Renforcer spécifiquement les pectoraux, le torse et le dos pourrait diminuer significativement le risque de crise cardiaque, selon une vaste étude publiée récemment. Cette recherche, menée sur plusieurs années, met en lumière l’impact direct de la masse musculaire sur la santé cardiovasculaire.
Ce qu'il faut retenir
- Une étude de grande ampleur identifie trois zones musculaires à privilégier : les pectoraux, le torse et le dos.
- Le renforcement de ces muscles serait associé à une réduction du risque de crise cardiaque.
- Les résultats s’appuient sur des données collectées auprès de plusieurs milliers de participants.
- Cette découverte ouvre la voie à de nouvelles recommandations en matière d’exercice physique et de prévention.
Une étude qui redéfinit les priorités en matière de musculation
Selon Top Santé, les chercheurs ont analysé les données de plus de 10 000 adultes âgés de 40 à 70 ans, suivis pendant cinq ans. Les résultats montrent que les participants présentant une masse musculaire développée au niveau du torse, des pectoraux et du dos présentaient un risque réduit de 25 % de subir une crise cardiaque, comparativement à ceux ayant une masse musculaire moins développée.

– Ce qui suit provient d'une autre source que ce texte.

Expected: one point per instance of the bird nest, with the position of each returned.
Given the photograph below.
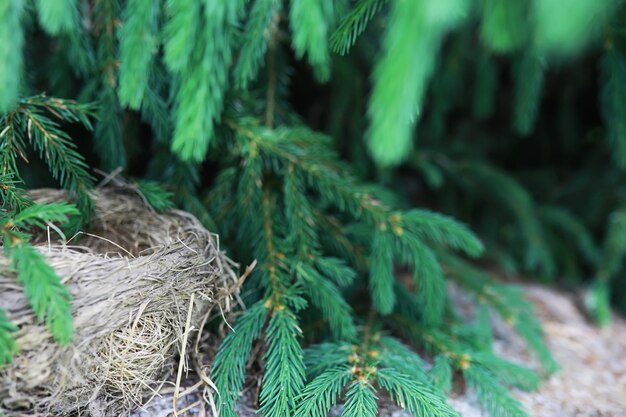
(140, 282)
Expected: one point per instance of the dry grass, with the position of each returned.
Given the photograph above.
(131, 280)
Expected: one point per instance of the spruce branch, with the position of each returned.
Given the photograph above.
(414, 395)
(257, 36)
(138, 44)
(229, 367)
(203, 82)
(354, 24)
(360, 400)
(323, 392)
(310, 23)
(58, 16)
(43, 288)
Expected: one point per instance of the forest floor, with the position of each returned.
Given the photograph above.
(591, 383)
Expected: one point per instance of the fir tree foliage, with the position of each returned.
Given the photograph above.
(403, 72)
(347, 272)
(138, 44)
(58, 16)
(48, 297)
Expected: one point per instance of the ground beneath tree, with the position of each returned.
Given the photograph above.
(592, 382)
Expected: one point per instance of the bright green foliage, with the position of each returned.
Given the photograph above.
(57, 16)
(32, 122)
(323, 392)
(202, 83)
(108, 131)
(402, 74)
(360, 401)
(48, 297)
(230, 362)
(613, 101)
(504, 25)
(441, 373)
(381, 273)
(138, 44)
(310, 21)
(283, 380)
(11, 40)
(213, 100)
(180, 31)
(262, 21)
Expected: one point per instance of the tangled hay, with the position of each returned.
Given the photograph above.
(131, 280)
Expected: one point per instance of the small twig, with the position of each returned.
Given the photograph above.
(181, 362)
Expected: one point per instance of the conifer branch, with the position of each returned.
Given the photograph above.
(8, 347)
(58, 16)
(310, 23)
(258, 39)
(138, 44)
(354, 24)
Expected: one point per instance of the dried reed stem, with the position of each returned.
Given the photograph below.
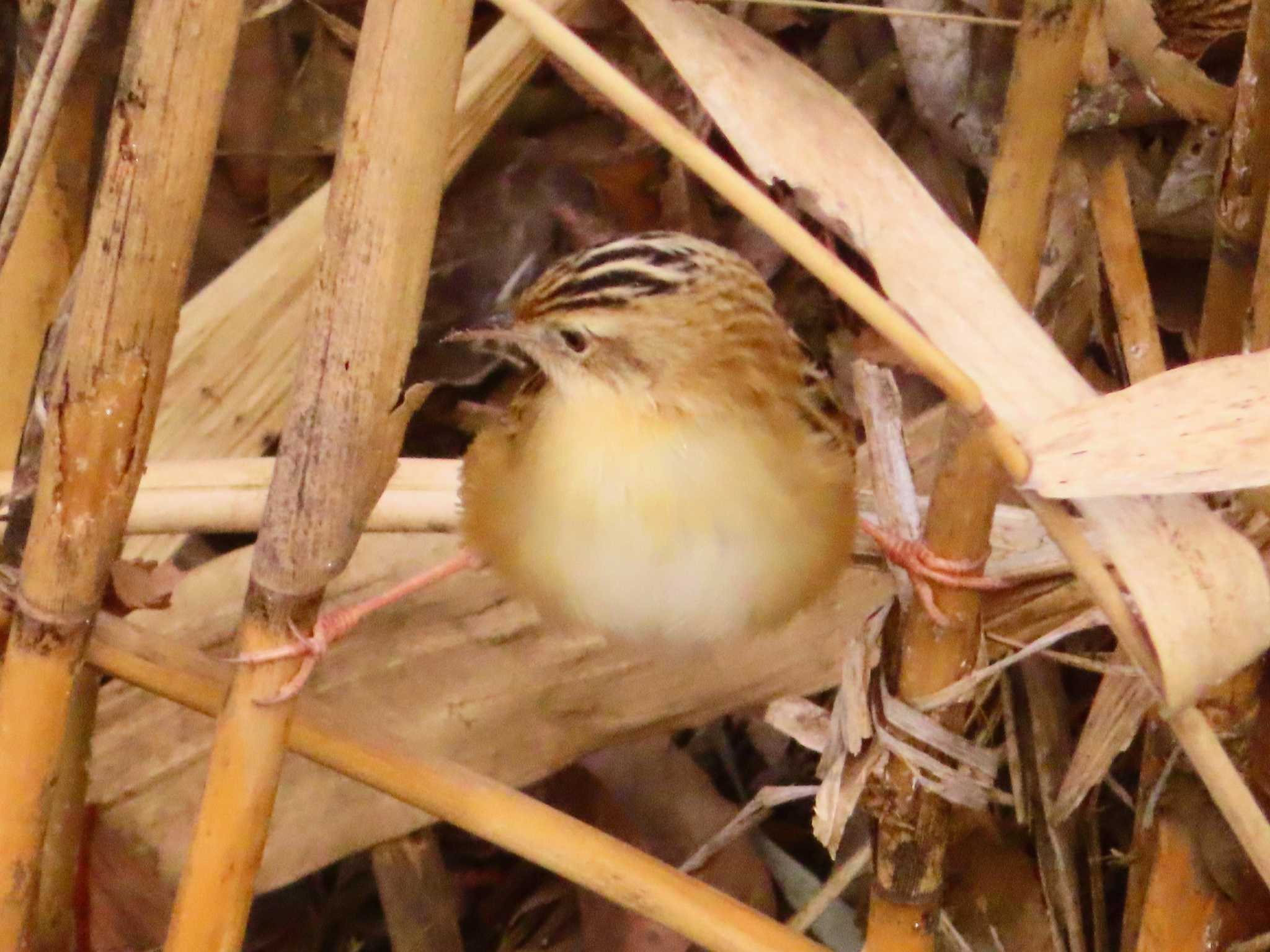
(491, 810)
(50, 238)
(252, 316)
(751, 202)
(338, 446)
(912, 835)
(1241, 206)
(41, 108)
(158, 158)
(1118, 235)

Cette corrélation s’explique en partie par l’amélioration de la circulation sanguine et la réduction de l’inflammation, deux facteurs clés dans la prévention des maladies cardiovasculaires. « Les muscles du haut du corps jouent un rôle bien plus important qu’on ne le pensait jusqu’à présent dans la protection du cœur », a expliqué le Dr. Martin Leroy, co-auteur de l’étude et cardiologue à l’Institut de recherche en santé publique.

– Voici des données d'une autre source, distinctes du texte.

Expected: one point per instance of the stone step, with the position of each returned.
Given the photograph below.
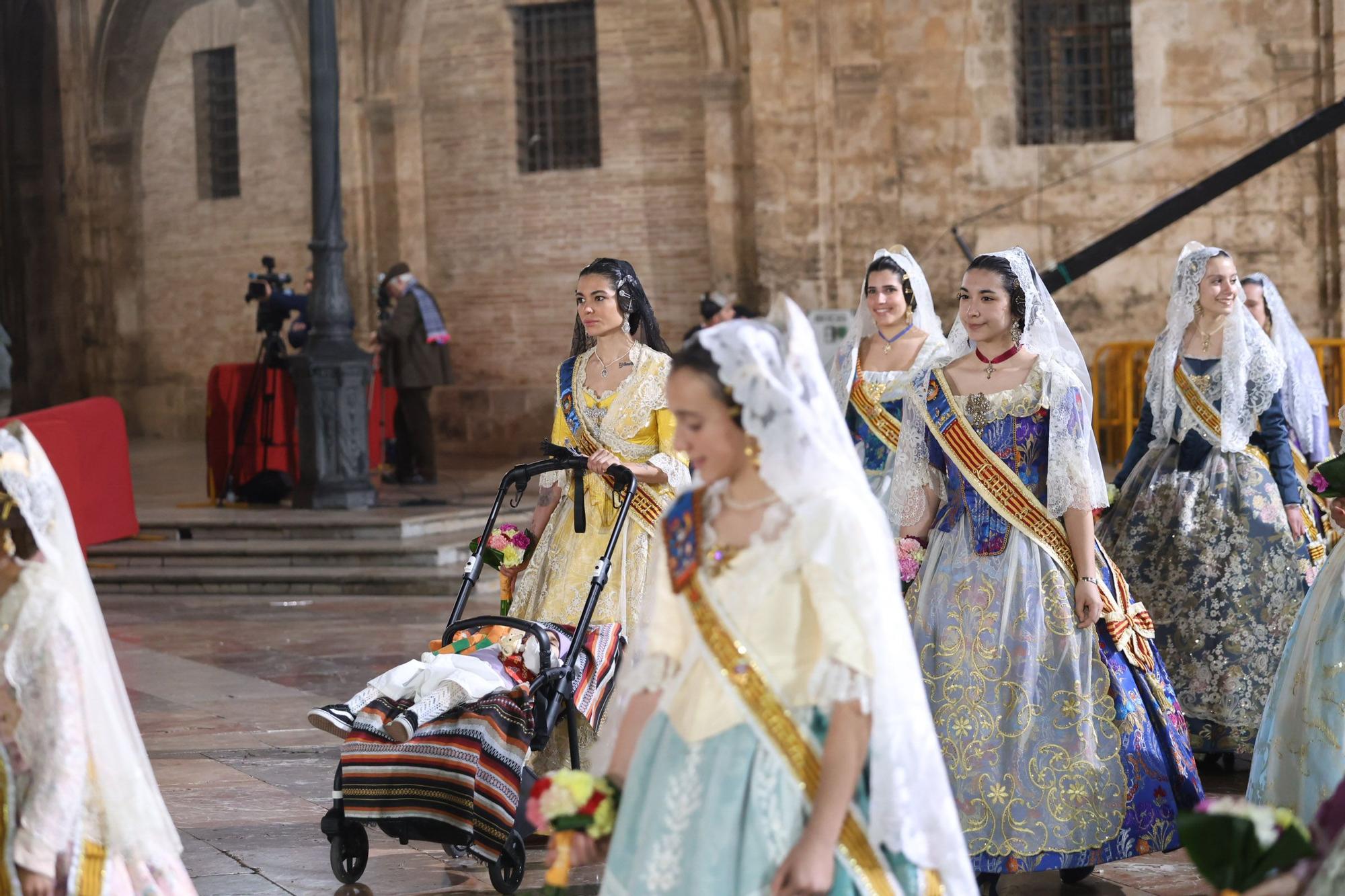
(310, 525)
(434, 551)
(287, 580)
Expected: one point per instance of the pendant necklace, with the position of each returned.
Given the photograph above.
(887, 349)
(606, 365)
(1207, 337)
(992, 362)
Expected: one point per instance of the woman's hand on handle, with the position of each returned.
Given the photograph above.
(1297, 524)
(1087, 603)
(808, 870)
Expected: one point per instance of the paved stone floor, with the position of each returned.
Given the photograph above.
(221, 685)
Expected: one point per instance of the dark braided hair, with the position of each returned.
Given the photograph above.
(888, 263)
(633, 302)
(1017, 298)
(699, 358)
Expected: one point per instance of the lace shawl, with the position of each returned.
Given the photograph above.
(1253, 368)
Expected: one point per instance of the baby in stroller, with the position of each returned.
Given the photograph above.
(470, 667)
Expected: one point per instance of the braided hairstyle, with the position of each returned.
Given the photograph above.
(630, 298)
(888, 263)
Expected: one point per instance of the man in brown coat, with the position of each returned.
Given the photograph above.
(415, 346)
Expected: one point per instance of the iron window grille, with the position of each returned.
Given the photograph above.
(217, 124)
(556, 73)
(1075, 77)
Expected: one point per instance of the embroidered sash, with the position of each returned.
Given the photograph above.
(1211, 425)
(1128, 622)
(882, 423)
(759, 701)
(646, 506)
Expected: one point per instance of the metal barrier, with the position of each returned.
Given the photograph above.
(1118, 380)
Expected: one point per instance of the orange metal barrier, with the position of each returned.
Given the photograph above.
(1118, 380)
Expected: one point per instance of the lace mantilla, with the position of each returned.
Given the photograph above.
(1253, 368)
(1304, 393)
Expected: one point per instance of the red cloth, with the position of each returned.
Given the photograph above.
(88, 447)
(225, 393)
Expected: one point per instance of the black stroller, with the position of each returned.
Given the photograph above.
(552, 690)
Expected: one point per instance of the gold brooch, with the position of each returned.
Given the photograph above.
(978, 411)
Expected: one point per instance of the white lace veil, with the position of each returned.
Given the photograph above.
(1304, 393)
(775, 374)
(1074, 469)
(863, 325)
(1253, 368)
(138, 822)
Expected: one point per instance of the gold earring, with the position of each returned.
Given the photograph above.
(754, 451)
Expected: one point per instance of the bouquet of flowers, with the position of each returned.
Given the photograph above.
(1237, 845)
(910, 557)
(1328, 478)
(509, 546)
(564, 803)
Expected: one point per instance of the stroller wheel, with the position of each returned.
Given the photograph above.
(350, 852)
(508, 873)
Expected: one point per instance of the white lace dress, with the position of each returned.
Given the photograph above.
(48, 745)
(709, 810)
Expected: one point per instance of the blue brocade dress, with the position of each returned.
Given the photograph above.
(1203, 533)
(1061, 752)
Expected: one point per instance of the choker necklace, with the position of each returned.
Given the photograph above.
(606, 365)
(992, 362)
(1207, 337)
(887, 349)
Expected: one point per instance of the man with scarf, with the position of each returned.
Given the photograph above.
(415, 360)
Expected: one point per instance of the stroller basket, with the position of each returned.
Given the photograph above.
(549, 694)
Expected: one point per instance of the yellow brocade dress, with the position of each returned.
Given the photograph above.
(634, 423)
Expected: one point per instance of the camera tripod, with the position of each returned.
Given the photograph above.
(271, 356)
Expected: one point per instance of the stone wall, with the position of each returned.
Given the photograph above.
(766, 146)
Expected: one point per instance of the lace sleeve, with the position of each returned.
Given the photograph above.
(669, 459)
(1074, 470)
(52, 737)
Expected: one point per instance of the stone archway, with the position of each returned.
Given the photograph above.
(34, 294)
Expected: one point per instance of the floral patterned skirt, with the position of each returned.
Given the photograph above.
(1300, 760)
(714, 817)
(1061, 754)
(1211, 555)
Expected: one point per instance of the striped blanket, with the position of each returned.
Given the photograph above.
(465, 770)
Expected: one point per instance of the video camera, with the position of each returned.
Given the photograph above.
(271, 318)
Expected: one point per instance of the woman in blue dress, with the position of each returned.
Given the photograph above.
(895, 335)
(1300, 760)
(1059, 725)
(770, 737)
(1208, 521)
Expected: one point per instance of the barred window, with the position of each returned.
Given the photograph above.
(1075, 77)
(556, 72)
(217, 124)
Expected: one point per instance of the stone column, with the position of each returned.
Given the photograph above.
(333, 374)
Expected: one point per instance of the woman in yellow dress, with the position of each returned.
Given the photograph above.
(610, 405)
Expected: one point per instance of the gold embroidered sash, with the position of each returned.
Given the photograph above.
(646, 507)
(883, 424)
(1128, 622)
(861, 856)
(1211, 424)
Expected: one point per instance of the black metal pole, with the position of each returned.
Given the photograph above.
(1178, 206)
(332, 374)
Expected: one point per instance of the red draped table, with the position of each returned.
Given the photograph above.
(225, 393)
(88, 447)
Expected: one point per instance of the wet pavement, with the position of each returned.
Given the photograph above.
(221, 685)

Des muscles du haut du corps sous-estimés dans la prévention cardiaque
Jusqu’ici, les recommandations en matière de prévention cardiovasculaire mettaient surtout l’accent sur l’activité aérobique, comme la marche rapide ou la natation. Pourtant, cette étude suggère que le renforcement musculaire ciblé pourrait compléter efficacement ces pratiques. « On a longtemps négligé l’impact des exercices de résistance sur la santé du cœur », a souligné le Dr. Leroy. « Pourtant, des muscles développés au niveau du torse et des pectoraux améliorent la pompe cardiaque et favorisent une meilleure oxygénation des tissus. »
Les auteurs de l’étude recommandent désormais d’intégrer au moins deux séances de musculation par semaine, en ciblant spécifiquement ces zones. Les exercices comme les pompes, les tractions ou les développés couchés sont cités comme particulièrement efficaces.
Une approche complémentaire aux habitudes existantes
Cette découverte ne remet pas en cause l’importance de l’activité physique régulière, mais elle apporte une nuance supplémentaire. « Cela ne signifie pas qu’il faut abandonner le jogging ou le vélo, a précisé le Dr. Leroy. En revanche, il serait judicieux d’ajouter des exercices de renforcement musculaire ciblé pour maximiser les bénéfices cardiovasculaires. »
Les chercheurs ont également noté que les participants combinant musculation et activité aérobique enregistraient les meilleurs résultats en matière de réduction des risques. Autant dire que la combinaison des deux approches semble idéale.
D’ici là, les spécialistes conseillent de consulter un professionnel de santé avant de se lancer dans un programme intensif, surtout en cas de problèmes cardiaques préexistants. L’objectif reste de concilier efficacité et sécurité.
Selon l’étude, les pompes, les tractions, les développés couchés et les rowings sont particulièrement recommandés. Ces exercices sollicitent directement les pectoraux, le torse et le dos.